The Best Exercises for Rheumatoid Arthritis
Why do people wait until new years to start setting health/fitness goals? If there is any time to reignite this, it’s when the weather is nice out!
Being outside in nature can uplift your spirits when you’re having a bad day and rejuvenate you. It’s also a good time to try out new hobbies and get creative in your workouts, so you can try them again once the weather starts to get better, depending on where you live.
Exercising can help reduce pain, stiffness, and swelling. There are times when ice, rest and elevating is needed. However, avoiding physical activity because something hurts can lead to muscle loss and weight gain, two things you don’t want with JA or RA.
Strong muscles protect our joints and surrounding soft tissues, by keeping everything in place. When this occurs you can help the progression of joint damage.
So the adage applies here: Move it or lose it! If you don’t you risk entering a cycle of disease progression. This is not to say to forgo your medication or other treatment methods, simply using this as a tool to enhance your well-being in combination with everything else you do can yield to positive benefits and even remission.
Take stock next time of how you feel after your workout or being outside to catch the fresh air or sun. You most likely feel stronger, healthier, more grounded, at peace, happy and confident.
The Journal of Aging Research found that high-intensity exercise training in stable RA, “was more effective than low-intensity training in increasing aerobic capacity, muscle strength, joint mobility and physical function with no detrimental effect on disease activity in patients with controlled and active RA.”
There are some days when you need low-intensity workouts though, just to give your body, muscles, and joints a rest.
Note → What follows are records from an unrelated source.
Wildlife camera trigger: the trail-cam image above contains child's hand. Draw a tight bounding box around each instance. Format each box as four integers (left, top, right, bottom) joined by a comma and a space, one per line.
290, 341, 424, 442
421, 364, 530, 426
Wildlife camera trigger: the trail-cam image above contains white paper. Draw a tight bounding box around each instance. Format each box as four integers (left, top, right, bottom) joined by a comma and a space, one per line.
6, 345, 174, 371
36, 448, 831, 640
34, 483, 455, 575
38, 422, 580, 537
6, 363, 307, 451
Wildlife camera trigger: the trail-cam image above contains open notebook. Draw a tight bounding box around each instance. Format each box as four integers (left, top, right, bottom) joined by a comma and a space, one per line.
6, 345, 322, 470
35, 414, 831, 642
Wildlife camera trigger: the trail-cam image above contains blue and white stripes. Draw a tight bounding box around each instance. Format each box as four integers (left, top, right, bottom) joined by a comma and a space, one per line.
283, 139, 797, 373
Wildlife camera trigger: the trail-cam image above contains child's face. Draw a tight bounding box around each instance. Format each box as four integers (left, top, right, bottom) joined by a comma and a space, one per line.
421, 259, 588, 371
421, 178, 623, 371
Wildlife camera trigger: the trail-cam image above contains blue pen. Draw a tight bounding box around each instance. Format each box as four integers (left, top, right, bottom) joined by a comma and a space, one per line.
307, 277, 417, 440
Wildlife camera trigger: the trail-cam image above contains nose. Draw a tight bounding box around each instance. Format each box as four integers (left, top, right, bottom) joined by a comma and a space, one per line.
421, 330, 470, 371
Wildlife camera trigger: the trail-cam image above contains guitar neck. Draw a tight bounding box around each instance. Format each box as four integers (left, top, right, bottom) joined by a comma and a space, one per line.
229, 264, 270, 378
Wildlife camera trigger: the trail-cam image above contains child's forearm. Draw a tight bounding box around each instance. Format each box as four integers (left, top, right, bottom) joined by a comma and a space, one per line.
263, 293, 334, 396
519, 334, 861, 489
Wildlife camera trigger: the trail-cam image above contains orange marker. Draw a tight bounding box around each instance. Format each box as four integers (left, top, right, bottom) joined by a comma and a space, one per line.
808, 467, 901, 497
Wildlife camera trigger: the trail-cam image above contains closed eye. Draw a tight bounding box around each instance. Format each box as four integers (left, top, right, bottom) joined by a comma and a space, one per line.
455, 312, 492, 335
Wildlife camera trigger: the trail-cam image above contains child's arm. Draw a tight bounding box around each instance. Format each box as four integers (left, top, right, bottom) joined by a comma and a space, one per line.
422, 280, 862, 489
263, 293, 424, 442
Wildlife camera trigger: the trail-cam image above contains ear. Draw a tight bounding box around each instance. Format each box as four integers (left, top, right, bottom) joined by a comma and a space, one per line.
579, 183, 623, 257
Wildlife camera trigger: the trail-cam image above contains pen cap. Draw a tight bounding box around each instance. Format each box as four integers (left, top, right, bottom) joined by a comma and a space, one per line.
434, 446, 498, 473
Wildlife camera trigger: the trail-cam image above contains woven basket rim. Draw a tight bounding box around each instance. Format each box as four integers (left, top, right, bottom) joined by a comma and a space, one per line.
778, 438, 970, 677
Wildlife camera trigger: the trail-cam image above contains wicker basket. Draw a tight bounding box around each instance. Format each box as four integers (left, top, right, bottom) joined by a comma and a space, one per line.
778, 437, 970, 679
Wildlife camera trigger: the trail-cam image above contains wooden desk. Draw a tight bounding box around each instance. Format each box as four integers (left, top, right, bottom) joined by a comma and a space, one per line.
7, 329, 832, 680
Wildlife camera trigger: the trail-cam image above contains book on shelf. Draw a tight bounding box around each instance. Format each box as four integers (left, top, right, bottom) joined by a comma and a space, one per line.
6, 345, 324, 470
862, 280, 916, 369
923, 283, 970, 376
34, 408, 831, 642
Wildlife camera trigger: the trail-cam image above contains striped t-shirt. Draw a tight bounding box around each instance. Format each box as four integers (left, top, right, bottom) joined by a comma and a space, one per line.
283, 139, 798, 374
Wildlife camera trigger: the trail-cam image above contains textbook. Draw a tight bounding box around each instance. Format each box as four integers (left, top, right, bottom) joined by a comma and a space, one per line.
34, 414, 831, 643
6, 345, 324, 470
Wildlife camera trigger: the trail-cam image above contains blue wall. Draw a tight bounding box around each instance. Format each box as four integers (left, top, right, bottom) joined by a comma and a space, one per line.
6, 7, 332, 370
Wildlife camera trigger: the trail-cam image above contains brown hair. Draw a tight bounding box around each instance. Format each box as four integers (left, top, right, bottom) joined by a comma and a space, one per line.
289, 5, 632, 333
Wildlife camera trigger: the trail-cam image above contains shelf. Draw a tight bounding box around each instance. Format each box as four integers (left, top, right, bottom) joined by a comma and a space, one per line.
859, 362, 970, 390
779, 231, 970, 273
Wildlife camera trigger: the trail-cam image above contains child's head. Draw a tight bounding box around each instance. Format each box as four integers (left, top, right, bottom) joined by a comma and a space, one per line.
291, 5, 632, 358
So mixing it up between low and high intensity, is beneficial too.
Here are some basic exercises and tips, you can try or do more of if you feel you’re slacking:
· Tai Chi
· Bike Riding
· Strength training
· Weight lifting
· Don’t neglect smaller joints such as your hands, wrists, toes, or elbows. Stretch and work out these areas daily. A good time to do this is first thing in the morning when you wake up. Make it a habit of moving your hands and feet. See some of the workouts in the resources below.
*Note: Everyone has different needs. If you find it difficult to do a particular exercise, many modified versions can be tailored to your body. This is a good conversation to have with your rheumatologist, so they can send you to see a physical therapist, occupational therapist or even a personal trainer, that can work one on one with you.